With IPv6, however, the available address space is orders of magnitude larger. My home (using Comcast XFinity) gets a “/64” address prefix. That is, I’ve been assigned a 64-bit address block all for myself. I may have a lot of devices on my LAN (several dozen), but that’s completely dwarfed by the fact that these come from a pool of 1.8 x 1019 (that’s 18 quintillion) addresses. An attacker somehow capable of scanning a billion addresses per second would still require over 580 years to scan the entire address block. Multiplying this by the fact that every one of Comcast’s customers has a block this size and you can see that a brute-force port scan for IPv6 vulnerabilities is pretty much pointless.
When combined with the fact that IPv6 hosts don’t generate their addresses sequentially, but pick random addresses within the assigned block and periodically change these addresses, the odds of being attacked via a random port scan is so low that it’s probably not worth considering.
Of course, a remote service you connect to will get your address. So if you connect to a malicious server (or to a legitimate server via a compromised router), then the bad guys will learn your address directly. They could port-scan that address, find a vulnerability and use that for an attack. But the fact that most hosts today use temporary IPv6 addresses (see also RFC 4941) means that any discovered address will need to be attacked pretty quickly, because it will go away soon (probably in less than a day).

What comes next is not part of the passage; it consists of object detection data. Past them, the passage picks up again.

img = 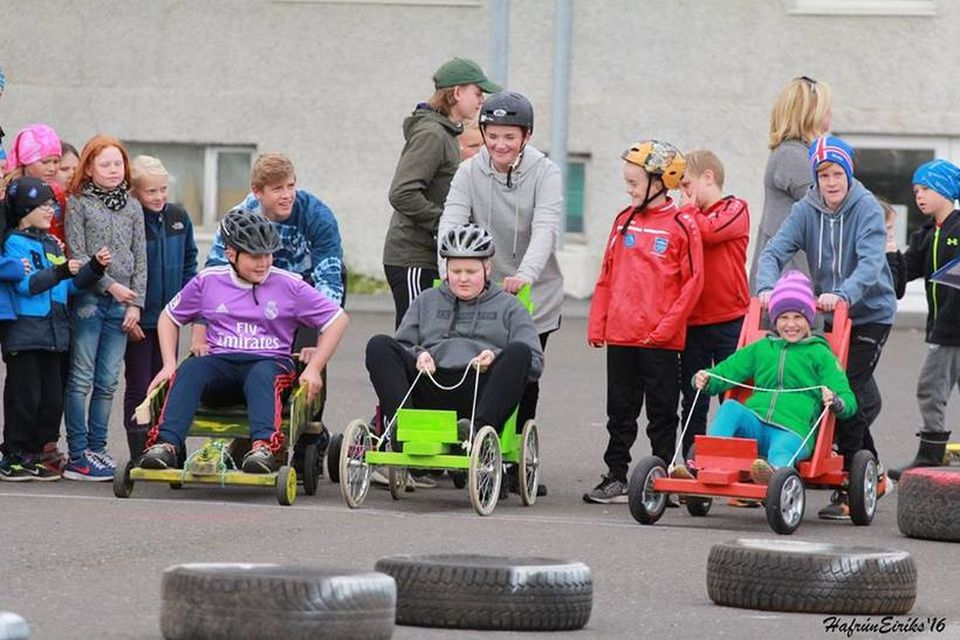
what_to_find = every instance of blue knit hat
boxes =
[913,159,960,202]
[808,136,853,186]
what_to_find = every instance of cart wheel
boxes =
[687,496,713,518]
[327,433,343,484]
[340,420,373,509]
[467,425,503,516]
[113,461,133,498]
[277,465,297,507]
[850,449,877,527]
[301,444,323,496]
[519,420,540,507]
[627,456,667,524]
[766,467,807,535]
[387,467,409,500]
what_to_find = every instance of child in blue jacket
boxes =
[0,177,110,481]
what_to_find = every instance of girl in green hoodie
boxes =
[674,271,857,484]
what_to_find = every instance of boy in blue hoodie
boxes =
[756,136,897,520]
[0,177,110,481]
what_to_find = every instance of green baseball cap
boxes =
[433,58,503,93]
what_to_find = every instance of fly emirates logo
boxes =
[217,322,280,351]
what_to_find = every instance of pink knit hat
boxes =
[770,270,817,325]
[3,123,63,173]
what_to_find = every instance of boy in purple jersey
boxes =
[141,209,348,473]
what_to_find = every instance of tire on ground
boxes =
[375,554,593,631]
[897,467,960,542]
[707,539,917,615]
[160,564,396,640]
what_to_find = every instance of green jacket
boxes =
[705,334,857,448]
[383,105,463,270]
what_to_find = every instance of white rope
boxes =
[684,371,830,472]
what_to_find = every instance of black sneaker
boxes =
[140,442,177,469]
[583,476,627,504]
[243,440,280,473]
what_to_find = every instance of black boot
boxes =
[127,429,149,466]
[890,431,950,482]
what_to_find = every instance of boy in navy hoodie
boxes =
[756,136,897,520]
[0,177,110,481]
[890,160,960,480]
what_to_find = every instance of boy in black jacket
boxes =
[890,160,960,480]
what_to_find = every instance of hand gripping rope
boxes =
[667,371,830,473]
[374,356,480,454]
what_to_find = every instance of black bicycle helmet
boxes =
[480,91,533,131]
[440,224,495,258]
[220,207,280,254]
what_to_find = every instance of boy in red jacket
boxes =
[583,140,703,504]
[680,149,750,457]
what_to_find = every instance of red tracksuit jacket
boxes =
[587,198,703,351]
[687,196,750,327]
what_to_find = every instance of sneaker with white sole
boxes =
[63,451,113,482]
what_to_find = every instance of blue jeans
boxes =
[707,400,816,467]
[65,292,127,458]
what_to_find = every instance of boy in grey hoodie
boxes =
[757,136,897,520]
[366,224,543,437]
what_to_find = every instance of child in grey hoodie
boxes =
[366,224,543,442]
[757,136,897,520]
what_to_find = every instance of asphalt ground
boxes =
[0,312,960,640]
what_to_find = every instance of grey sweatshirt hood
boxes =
[396,282,543,380]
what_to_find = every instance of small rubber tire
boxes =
[113,460,134,498]
[517,420,540,507]
[276,465,297,507]
[301,444,323,496]
[707,538,917,615]
[764,467,807,536]
[326,433,343,484]
[897,467,960,542]
[339,420,373,509]
[467,425,503,516]
[375,554,593,631]
[686,496,713,518]
[849,449,879,527]
[160,564,397,640]
[627,456,667,524]
[387,467,409,500]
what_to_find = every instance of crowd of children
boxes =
[0,70,960,519]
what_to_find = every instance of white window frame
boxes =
[785,0,937,16]
[198,145,257,231]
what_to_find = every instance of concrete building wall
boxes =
[0,0,960,295]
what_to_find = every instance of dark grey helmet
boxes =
[480,91,533,131]
[440,224,494,258]
[220,207,280,254]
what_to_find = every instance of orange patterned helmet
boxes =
[620,140,687,189]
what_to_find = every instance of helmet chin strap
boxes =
[620,175,667,235]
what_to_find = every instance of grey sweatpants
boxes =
[917,344,960,432]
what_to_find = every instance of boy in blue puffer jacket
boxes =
[756,136,897,520]
[0,177,110,481]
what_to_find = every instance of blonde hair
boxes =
[427,87,457,116]
[130,156,170,187]
[250,153,297,189]
[684,149,724,189]
[769,76,833,149]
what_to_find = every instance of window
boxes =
[563,156,587,240]
[125,142,254,232]
[785,0,937,16]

So for most people (who are running IPv6 clients, not Internet-facing servers, where the address must be stable and accessible via DNS), a basic firewall, like the one built-in to most modern operating systems is probably sufficient.
related to this, I have a media server that I share with a couple friends.
I also use iDrive for cloud back-up, so iDrive has to be able to find me.
I occasionally use NoMachine to remote in as well from a MBA.
There is also a cMP3,1 on the LAN via an unmanaged switch.
Each Mac has 1 port forward for NoMa.
The drives are mounted in the cMP, but the server is on a '18 mini.
What should I be doing for safety, other than Monterey Firewall on and Router firewall IPv4 set for medium?
I don’t mean to be fear mongering but even with using the Apple Firewall and Little Snitch (both great products), putting your computer directly on the internet is really not a great idea. It’s going to require constant monitoring of your setting and ensuring nothing slips through. A network device (such as a good router) made to be internet facing is really a safer & saner approach.
Macs are not immune to malware.
Sure, but the question is if/how to properly punch a hole in that router. For certain services (eg. 22 for remote ssh access and/or tunneling) that is required. Other examples are people who perhaps want to control or monitor their systems remotely, eg. Screen Sharing. There is a lot of good advice to be given on how to do that going beyond just setting up a solid and totally locked down router between your home devices and the WAN.
Sure, I didn’t mean to imply that your router should be a brick wall. You do have to work at what connections to allow in and that’s tricky. But as you say, there are good examples to be had.